Wednesday, August 8, 2012
Exhibit Hall, Oregon Convention Center
J. Renée Brooks1, Jana E. Compton2, Alan T. Herlihy3, Daniel J. Sobota4, John L. Stoddard1 and Marc Weber1, (1)Western Ecology Division, NHEERL, US EPA, Corvallis, OR, (2)US EPA, NHEERL, Western Ecology Division, Corvallis, OR, (3)Fisheries and Wildlife, Oregon State University, Corvallis, OR, (4)In residence at the Western Ecology Division, US EPA, National Research Council Postdoctoral Fellow, Corvallis, OR
Background/Question/Methods

As interest in continental-scale ecology increases to address large-scale ecological problems, ecologists need indicators of complex processes that can be collected quickly at many sites across large areas.
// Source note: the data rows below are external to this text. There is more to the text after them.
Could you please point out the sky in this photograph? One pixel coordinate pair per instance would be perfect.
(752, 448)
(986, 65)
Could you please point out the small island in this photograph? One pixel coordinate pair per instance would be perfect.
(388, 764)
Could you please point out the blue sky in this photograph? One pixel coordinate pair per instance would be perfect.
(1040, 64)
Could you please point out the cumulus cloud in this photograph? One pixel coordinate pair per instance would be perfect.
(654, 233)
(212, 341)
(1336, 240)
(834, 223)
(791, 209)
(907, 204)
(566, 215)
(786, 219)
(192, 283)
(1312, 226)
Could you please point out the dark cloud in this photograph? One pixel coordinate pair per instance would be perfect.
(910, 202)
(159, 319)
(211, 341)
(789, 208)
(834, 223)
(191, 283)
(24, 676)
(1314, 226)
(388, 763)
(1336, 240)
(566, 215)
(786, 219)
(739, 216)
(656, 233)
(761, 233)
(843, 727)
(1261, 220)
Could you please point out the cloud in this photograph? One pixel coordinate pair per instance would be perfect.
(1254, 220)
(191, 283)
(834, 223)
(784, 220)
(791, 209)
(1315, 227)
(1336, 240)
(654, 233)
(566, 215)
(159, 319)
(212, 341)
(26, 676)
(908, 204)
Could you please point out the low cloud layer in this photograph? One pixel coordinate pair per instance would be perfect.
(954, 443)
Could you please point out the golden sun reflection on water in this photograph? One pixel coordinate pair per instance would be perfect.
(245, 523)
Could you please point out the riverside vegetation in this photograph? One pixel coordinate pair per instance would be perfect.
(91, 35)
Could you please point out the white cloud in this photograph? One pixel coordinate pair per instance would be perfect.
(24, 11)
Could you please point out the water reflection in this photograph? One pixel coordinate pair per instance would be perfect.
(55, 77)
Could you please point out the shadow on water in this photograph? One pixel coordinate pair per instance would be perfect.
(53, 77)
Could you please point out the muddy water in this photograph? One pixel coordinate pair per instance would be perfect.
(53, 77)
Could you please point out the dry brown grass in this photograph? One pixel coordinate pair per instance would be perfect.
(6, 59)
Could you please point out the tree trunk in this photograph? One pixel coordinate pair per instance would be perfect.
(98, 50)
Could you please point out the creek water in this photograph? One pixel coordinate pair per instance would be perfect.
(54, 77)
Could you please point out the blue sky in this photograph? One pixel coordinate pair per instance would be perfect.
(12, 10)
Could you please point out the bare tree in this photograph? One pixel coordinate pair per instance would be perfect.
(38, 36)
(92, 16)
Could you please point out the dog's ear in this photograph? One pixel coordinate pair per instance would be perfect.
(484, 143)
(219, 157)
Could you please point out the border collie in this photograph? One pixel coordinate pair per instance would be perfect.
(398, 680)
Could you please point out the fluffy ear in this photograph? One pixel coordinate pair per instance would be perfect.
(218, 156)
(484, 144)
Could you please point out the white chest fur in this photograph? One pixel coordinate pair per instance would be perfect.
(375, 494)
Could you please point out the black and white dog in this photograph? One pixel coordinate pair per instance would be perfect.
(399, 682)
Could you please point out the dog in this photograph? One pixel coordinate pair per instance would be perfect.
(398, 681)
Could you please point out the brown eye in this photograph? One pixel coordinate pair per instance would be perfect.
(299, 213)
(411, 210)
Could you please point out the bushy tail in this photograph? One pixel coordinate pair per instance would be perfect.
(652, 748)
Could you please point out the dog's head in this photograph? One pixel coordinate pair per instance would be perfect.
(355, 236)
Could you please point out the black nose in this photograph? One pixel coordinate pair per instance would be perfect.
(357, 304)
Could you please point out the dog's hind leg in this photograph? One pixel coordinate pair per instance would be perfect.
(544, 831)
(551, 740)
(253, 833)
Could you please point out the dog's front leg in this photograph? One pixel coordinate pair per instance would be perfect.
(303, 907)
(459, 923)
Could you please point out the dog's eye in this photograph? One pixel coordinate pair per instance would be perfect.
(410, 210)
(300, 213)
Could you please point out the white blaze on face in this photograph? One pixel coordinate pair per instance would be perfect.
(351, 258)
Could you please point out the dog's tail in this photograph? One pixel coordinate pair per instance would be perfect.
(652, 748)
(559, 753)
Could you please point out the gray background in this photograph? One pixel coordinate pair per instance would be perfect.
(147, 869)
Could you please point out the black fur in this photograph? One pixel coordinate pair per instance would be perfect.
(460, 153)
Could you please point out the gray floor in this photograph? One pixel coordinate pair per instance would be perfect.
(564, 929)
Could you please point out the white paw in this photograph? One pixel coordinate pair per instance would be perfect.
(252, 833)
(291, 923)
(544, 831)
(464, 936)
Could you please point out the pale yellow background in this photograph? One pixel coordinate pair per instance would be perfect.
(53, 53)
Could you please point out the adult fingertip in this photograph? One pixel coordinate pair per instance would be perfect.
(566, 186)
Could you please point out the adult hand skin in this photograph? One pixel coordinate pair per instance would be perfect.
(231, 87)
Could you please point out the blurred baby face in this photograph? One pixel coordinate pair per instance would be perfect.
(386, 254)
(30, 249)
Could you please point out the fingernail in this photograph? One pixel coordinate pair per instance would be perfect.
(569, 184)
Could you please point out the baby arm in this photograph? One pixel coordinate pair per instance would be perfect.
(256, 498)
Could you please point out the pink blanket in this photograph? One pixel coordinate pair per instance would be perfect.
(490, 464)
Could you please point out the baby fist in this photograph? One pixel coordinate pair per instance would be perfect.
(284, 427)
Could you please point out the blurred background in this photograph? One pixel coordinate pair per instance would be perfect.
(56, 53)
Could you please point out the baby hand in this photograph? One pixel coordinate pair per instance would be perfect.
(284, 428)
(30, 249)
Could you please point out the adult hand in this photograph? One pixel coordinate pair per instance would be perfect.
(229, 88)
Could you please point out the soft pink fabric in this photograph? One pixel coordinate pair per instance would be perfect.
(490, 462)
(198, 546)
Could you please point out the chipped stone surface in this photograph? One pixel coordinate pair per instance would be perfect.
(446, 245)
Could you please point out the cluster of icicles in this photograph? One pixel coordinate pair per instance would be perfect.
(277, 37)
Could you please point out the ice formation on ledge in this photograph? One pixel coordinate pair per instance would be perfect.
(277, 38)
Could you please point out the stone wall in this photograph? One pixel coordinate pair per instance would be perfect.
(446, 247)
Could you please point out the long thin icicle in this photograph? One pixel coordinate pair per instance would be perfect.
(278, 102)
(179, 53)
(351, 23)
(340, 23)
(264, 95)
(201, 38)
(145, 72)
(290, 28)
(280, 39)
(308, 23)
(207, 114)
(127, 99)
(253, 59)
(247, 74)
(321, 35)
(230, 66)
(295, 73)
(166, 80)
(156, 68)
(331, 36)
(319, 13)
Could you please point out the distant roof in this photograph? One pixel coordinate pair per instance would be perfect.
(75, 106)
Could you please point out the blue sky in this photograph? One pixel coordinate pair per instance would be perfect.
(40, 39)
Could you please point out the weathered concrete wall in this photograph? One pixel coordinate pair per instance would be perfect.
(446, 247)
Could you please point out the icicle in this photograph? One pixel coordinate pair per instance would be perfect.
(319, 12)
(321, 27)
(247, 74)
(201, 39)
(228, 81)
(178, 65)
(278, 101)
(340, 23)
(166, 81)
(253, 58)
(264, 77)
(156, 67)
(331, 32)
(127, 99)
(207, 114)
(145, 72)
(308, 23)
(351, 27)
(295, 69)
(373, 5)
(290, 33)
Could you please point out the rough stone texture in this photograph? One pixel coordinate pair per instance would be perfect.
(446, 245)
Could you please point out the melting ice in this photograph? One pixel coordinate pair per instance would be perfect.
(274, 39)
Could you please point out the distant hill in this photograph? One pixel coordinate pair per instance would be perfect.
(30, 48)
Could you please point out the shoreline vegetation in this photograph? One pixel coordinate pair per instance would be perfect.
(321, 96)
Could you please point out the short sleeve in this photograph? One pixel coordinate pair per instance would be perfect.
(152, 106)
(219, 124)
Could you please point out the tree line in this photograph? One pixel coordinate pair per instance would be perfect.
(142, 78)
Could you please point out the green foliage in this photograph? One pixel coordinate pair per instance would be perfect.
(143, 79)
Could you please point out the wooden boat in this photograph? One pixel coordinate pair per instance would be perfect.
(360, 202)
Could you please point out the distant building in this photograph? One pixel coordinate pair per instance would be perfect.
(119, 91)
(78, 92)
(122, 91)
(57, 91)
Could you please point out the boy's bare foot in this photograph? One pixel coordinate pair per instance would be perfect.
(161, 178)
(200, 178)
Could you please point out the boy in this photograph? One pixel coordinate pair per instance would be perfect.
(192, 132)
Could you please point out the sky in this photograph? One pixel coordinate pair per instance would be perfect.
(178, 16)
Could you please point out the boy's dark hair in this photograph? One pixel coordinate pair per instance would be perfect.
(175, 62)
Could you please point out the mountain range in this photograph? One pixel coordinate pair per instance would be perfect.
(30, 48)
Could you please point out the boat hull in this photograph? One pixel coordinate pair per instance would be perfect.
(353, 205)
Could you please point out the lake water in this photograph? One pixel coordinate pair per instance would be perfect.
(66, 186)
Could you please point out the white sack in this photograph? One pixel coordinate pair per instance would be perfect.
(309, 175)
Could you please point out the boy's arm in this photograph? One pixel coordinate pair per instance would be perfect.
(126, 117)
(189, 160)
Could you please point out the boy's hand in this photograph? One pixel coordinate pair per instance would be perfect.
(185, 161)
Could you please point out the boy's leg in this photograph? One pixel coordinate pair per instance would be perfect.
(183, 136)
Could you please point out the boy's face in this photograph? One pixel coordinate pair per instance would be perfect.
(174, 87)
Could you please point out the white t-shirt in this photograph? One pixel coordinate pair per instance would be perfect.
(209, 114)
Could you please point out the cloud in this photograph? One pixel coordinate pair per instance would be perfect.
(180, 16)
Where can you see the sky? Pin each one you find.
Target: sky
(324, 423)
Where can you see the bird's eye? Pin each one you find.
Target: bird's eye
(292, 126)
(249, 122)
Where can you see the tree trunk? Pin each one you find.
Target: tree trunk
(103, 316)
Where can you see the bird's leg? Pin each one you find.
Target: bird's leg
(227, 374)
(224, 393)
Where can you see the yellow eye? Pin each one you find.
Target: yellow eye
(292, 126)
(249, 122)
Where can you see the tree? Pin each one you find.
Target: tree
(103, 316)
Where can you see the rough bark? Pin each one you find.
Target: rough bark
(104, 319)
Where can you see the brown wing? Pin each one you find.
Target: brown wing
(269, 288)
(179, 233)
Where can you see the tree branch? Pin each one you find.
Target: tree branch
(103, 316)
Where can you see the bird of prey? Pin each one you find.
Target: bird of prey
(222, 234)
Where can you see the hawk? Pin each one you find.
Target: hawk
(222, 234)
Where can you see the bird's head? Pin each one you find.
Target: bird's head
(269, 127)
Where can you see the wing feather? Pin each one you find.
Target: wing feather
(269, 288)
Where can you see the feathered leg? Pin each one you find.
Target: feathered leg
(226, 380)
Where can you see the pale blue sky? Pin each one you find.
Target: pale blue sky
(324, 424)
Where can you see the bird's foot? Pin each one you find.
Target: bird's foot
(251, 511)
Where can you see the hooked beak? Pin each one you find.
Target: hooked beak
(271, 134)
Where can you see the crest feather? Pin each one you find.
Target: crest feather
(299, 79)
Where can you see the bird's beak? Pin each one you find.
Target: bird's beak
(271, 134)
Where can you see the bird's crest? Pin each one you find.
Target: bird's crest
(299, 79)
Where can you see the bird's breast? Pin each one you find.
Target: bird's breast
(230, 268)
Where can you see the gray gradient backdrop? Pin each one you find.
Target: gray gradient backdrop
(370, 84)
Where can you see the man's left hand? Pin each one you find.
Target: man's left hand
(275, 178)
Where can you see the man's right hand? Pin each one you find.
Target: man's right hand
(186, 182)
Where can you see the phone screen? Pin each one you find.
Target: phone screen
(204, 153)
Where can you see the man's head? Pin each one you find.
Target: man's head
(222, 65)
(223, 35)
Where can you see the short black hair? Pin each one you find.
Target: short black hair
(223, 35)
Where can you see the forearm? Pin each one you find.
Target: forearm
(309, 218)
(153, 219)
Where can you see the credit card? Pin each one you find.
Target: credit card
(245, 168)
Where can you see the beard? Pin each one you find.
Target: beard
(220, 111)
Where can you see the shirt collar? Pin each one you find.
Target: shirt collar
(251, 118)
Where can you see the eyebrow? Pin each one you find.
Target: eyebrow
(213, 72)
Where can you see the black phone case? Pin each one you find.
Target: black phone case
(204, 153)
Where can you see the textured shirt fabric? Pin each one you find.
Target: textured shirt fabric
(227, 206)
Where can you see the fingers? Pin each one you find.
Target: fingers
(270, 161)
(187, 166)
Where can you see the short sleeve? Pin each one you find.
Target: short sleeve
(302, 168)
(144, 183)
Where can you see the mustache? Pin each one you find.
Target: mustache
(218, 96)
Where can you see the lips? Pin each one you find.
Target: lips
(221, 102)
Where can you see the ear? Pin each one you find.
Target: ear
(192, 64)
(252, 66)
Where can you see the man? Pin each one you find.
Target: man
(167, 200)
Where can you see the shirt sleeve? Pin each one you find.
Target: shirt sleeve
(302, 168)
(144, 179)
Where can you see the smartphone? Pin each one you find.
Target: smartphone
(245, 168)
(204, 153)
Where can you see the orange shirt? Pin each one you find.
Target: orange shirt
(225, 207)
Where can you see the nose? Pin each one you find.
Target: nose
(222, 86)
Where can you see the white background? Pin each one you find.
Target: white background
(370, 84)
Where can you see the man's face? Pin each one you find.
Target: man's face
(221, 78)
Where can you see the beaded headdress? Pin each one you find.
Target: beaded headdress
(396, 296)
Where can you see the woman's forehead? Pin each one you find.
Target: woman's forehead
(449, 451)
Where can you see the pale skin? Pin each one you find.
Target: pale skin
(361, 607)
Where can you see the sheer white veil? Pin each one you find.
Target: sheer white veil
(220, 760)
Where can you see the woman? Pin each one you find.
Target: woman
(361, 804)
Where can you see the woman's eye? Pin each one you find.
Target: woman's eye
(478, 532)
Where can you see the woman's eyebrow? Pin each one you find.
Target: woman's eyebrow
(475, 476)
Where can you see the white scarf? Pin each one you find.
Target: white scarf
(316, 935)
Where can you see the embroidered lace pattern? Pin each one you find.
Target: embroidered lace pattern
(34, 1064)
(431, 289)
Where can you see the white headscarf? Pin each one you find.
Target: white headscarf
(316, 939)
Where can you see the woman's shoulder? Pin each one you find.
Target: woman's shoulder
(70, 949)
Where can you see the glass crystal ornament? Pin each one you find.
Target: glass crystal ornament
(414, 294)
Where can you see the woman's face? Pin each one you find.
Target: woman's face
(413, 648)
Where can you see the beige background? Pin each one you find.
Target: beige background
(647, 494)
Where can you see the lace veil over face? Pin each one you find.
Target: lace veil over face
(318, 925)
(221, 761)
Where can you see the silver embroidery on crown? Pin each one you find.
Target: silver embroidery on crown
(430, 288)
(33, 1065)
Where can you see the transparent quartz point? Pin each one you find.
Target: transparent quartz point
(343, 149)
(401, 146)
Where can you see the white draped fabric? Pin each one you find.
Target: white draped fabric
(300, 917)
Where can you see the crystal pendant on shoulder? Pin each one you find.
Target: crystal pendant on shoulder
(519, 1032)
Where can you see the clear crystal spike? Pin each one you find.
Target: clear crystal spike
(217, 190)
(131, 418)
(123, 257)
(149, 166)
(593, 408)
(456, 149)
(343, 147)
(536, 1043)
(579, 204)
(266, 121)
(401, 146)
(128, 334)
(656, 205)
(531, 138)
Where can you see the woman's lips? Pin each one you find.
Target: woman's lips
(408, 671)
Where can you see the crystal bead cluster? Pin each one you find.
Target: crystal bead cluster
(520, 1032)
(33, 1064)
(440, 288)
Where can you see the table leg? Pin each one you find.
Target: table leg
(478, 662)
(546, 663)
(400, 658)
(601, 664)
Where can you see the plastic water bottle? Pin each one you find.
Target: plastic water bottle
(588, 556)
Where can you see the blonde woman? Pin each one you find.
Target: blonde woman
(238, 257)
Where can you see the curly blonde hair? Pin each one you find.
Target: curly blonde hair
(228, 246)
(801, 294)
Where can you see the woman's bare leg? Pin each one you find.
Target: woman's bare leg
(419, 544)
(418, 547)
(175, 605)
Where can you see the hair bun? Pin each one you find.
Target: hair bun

We are exploring the utility of stable isotopes from basal food chain organisms in providing information about nitrogen sources and processing at large scales within EPA’s water quality monitoring program.  EPA has implemented the National Aquatic Resource Surveys, which use a probabilistic survey design to monitor 1000-2000 sites across the nation per water body type (Lake, River/Stream, Estuary, Wetland).  While EPA measures many parameters during the one-day site visits, data on complex processes such as denitrification cannot be measured with such limited visit times.  We are exploring the potential for δ15N measured in a family of insects, Chironomidae, which occupies several functional feeding groups in aquatic ecosystems to help classify lakes based on likely sources of or processes that affect nitrogen (N).  In 2007, EPA conducted the National Lakes Assessment (NLA) on 1000 lakes, collecting composite benthic invertebrate samples from the littoral zone at 10 locations around each lake shoreline.  After samples were counted and identified for biodiversity assessments, chironomids were separated, and then analyzed for δ15N.

Results/Conclusions

Chironomid δ15N values varied from -2 to 20 ‰ with a mean of 5.7 ‰ and were significantly higher in lakes with high nutrient concentrations.  Since δ15N values can vary from both changes in N source (e.g. fertilizer vs. manure) and from N processing such as denitrification, we cannot determine a unique cause of δ15N enrichment.  Instead, we used a decision tree approach to categorize lakes for likely N sources and whether denitrification is an important process in watershed N dynamics.  Lakes with relatively high fertilizer loading (>10 kg/ha/yr) in the watershed generally had higher chironomid δ15N values suggesting higher nitrogen processing.  We found that lakes with atmospheric nitrogen as their dominant loading source had low chironomid δ15N values resembling the low δ15N value of atmospheric deposition.  For lakes with sewage or manure as the dominant N source in the watershed, chironomid δ15N values did not vary with watershed loading levels, and with a mean of 5.7 ‰, they did not reflect these relatively enriched δ15N sources.  This decision tree approach in conjunction with other NLA data, chironomid δ15N values are promising to be highly useful indicators of denitrification and attributing N sources in national water quality monitoring efforts.